After World War II, the Red Cross Nursing Service faced dramatic changes. The military no longer needed the Red Cross Reserve for the Army and Navy Nurse Corps. Although enrollment ceased for a period of time, nurses continued to show interest in joining the Red Cross and receiving the coveted nurse pin. The badge identified the nurse with a world-wide humanitarian movement and gave recognition to professional preparation and desire to serve. The Red Cross authorized the reorganization of the nurse enrollment service in May, 1947 to provide nurses for support of peacetime chapter and community programs.

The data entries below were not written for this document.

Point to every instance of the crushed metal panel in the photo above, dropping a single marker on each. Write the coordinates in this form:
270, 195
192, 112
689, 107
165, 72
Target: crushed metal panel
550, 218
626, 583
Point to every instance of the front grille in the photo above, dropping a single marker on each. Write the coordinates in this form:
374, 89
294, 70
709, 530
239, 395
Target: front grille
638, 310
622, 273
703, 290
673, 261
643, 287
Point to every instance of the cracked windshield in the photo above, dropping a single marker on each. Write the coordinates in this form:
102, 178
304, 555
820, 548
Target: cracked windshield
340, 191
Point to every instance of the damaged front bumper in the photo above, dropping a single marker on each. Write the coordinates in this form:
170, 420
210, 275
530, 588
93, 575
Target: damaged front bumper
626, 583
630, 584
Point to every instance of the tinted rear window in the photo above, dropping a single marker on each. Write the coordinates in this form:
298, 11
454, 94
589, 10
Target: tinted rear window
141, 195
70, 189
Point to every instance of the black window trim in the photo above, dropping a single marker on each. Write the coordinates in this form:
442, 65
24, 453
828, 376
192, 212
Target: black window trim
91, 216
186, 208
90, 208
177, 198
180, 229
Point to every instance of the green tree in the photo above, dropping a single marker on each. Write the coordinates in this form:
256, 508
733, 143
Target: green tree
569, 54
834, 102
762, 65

Enrollment increased each year and by the late 2000s there were more than 370,000 people enrolled.
A statement in a booklet from post-World War II remains true today: “The opportunity for service through the Red Cross continues to challenge all nurses who wish to contribute to the betterment of the community—the nation—and the world.” The Red Cross nurse pin continues to be worn as a badge of honor by nurses rising to the challenge to serve.